HARRISBURG, Pa. (WHTM) — The state supreme court has upheld Pennsylvania’s mail-in voting law.
That means you can still vote by mail without having to explain why.
In a decision along ideological lines, the justices say the law that created no-excuse mail-in voting in Pennsylvania is constitutional.
The Pennsylvania Supreme Court ruled 5-2, overturning a lower court decision in January, which would have thrown out Act 77, providing for no-excuse mail-in voting.
“I’m not completely surprised, quite candidly. The Pennsylvania Supreme Court has consistently ruled in that kind of a direction with its five to two majority of Democrat justices but I’m disappointed,” said Rep. Frank Ryan (R-Lebanon County).
Ryan is one of the two dozen republican lawmakers trying to get rid of the law and one of many republicans who voted for it in 2019.
But Donald Trump’s re-election loss made mail-in ballots a frequent target of Republicans, GOP legislators sued, claiming it violated the state constitution.
“When Act 77 was passed. The Supreme Court immediately stripped out all the controls that were in place. So in my mind, it reinforced why it was unconstitutional.”
Ryan points to the recent primary which had counties operating differently.
“Both Westmoreland and Allegheny County treated identically situated ballots differently because the Supreme Court did that. If it had been done through the constitutional amendment process that could not be done,” Ryan said.
In the majority opinion Tuesday Justice Christine Donohue wrote “We find no restriction in our constitution on the general assembly’s ability to create universal mail-in voting.”
“It was this new accessible tool that allowed so many more people to vote, by mail in a secure and convenient way,” said Meg Pierce, executive director of the League of Women Voters of Pennsylvania.” So I’m thrilled that we’re going to continue to have the opportunity to vote that way. In Pennsylvania.”
Pierce says keeping mail-in ballots is important.

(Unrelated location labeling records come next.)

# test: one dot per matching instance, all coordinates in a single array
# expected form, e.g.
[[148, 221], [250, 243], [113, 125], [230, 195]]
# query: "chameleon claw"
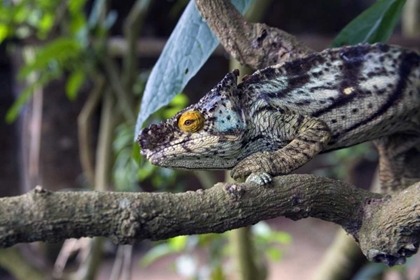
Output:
[[261, 178]]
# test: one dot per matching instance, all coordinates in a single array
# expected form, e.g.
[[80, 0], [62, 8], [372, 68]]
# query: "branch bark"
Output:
[[256, 45], [387, 228]]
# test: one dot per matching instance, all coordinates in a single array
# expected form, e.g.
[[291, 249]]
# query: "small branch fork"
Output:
[[386, 227]]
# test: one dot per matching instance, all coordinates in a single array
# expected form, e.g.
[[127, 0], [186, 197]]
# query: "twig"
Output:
[[121, 95], [84, 122]]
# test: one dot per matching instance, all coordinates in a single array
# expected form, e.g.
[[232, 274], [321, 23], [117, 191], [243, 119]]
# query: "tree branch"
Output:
[[254, 44], [385, 232]]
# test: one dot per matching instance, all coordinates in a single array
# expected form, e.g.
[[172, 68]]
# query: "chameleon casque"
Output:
[[280, 117]]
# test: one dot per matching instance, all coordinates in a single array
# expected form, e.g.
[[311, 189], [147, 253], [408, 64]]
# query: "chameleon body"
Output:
[[280, 117]]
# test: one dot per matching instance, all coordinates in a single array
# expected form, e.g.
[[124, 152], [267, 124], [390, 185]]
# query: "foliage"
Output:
[[267, 241], [376, 24], [70, 53]]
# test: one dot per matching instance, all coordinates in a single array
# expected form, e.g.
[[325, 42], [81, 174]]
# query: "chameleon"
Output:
[[282, 116]]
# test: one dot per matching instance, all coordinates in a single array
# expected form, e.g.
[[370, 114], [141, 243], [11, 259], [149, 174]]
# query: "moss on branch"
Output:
[[42, 215]]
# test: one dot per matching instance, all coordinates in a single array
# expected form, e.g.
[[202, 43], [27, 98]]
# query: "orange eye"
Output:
[[191, 121]]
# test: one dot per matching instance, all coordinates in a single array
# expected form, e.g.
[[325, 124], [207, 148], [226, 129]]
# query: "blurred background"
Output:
[[72, 74]]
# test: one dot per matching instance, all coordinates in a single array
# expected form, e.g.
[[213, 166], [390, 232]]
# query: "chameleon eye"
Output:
[[191, 121]]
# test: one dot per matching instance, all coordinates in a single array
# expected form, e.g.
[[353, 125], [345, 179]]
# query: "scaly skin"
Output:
[[280, 117]]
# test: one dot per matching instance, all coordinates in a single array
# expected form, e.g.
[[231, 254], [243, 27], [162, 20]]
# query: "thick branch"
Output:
[[254, 44], [130, 217]]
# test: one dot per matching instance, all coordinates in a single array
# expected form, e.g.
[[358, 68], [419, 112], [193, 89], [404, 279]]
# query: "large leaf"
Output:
[[188, 47], [376, 24]]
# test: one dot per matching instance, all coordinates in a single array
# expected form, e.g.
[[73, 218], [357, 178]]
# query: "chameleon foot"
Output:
[[261, 178]]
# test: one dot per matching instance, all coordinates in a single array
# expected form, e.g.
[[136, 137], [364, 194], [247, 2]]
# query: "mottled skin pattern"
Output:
[[280, 117]]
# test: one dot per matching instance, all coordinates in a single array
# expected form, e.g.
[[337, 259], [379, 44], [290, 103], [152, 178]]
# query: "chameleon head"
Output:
[[206, 135]]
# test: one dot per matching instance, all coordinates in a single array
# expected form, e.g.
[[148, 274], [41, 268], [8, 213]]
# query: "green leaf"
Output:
[[60, 50], [282, 237], [74, 82], [274, 254], [188, 47], [178, 243], [24, 96], [375, 24]]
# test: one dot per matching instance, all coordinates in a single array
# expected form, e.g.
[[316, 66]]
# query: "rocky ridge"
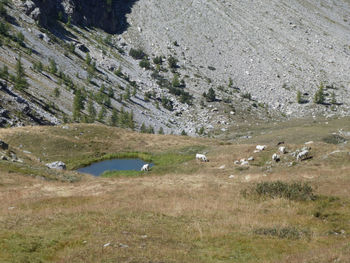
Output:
[[255, 55]]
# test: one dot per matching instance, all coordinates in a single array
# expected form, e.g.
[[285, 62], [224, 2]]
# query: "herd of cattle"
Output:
[[299, 154]]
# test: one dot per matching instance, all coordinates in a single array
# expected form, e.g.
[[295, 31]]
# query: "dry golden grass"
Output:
[[194, 214]]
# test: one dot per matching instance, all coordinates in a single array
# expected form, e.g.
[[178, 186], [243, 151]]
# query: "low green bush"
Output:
[[295, 191]]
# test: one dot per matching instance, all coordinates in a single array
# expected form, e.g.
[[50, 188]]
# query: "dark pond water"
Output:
[[113, 165]]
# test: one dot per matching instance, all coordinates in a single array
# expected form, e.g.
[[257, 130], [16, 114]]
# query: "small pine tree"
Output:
[[210, 96], [20, 81], [102, 114], [4, 74], [131, 122], [299, 98], [333, 99], [319, 95], [114, 118], [20, 38], [127, 94], [78, 105], [150, 129], [53, 66], [230, 83], [143, 128], [56, 92], [88, 59], [201, 131], [161, 130], [91, 111], [110, 92], [176, 82]]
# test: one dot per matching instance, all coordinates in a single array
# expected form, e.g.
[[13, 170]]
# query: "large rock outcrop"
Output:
[[108, 15]]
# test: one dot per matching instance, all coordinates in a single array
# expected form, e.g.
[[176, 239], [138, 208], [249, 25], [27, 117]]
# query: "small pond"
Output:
[[113, 165]]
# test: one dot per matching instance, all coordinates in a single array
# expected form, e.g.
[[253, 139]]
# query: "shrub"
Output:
[[292, 191], [333, 139], [289, 232]]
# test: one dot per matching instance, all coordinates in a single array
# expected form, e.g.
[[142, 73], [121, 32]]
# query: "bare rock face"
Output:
[[90, 13]]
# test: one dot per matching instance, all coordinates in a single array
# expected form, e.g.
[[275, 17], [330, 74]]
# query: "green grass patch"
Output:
[[38, 171]]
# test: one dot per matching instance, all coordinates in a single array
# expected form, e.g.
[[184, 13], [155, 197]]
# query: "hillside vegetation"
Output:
[[182, 210]]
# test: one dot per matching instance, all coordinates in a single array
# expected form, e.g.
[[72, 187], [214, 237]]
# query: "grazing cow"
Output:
[[145, 167], [282, 149], [276, 157], [303, 155], [202, 157], [260, 147]]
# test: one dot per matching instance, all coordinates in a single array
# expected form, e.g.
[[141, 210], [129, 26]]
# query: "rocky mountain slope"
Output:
[[160, 57]]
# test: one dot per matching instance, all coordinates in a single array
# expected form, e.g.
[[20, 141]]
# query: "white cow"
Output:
[[201, 157], [303, 155], [282, 149], [145, 167], [260, 147], [276, 157]]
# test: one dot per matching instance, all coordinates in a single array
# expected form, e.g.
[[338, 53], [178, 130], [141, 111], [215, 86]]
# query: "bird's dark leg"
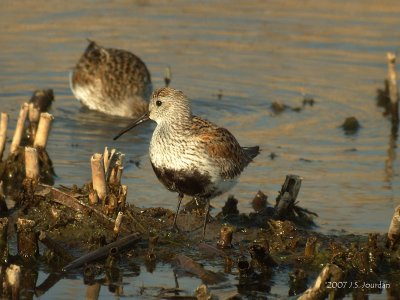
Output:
[[174, 226], [206, 212]]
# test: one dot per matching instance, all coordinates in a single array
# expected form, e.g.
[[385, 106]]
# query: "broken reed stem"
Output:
[[225, 237], [98, 176], [13, 281], [123, 192], [31, 163], [3, 204], [311, 243], [19, 130], [43, 130], [27, 238], [3, 240], [394, 230], [393, 91], [3, 133], [34, 117], [118, 221]]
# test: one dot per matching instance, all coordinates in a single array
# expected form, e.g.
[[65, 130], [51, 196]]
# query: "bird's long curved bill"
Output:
[[135, 123]]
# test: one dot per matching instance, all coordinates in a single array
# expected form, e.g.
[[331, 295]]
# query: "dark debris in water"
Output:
[[255, 246], [351, 125]]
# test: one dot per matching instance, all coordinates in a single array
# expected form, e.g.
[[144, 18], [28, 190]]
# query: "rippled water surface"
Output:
[[255, 53]]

“A lot of states have seen great success and turnout. So it’s just the next step and a long list of improvements that need to be made to make sure that elections are accessible for everyone,” Pierce said.
Pierce sees it as a long-term solution to increase voter turnout and make voting more equitable.
“There (are) a lot of issues people care about and are at stake on the ballot. Having mail-in voting will ensure that as many Pennsylvania voters as possible can raise their voices in this election.”
Many voters’ rights groups and Democrats say getting rid of mail-in ballots would disenfranchise voters. Ryan sees it differently.
“The election period under the way the current system is designed, is really two weeks, not one day. So in fact you’re disenfranchising those voters who don’t have the up-to-date information,” Ryan said. “Are we going to allow people to change the vote after they cast it because they find out something two days before an election that they hadn’t thought about? It’s irrational to use that argument.”
Ryan says his colleagues on the lawsuit believe they have a reasonable basis to appeal to the U.S. Supreme court about the constitutionality of the law.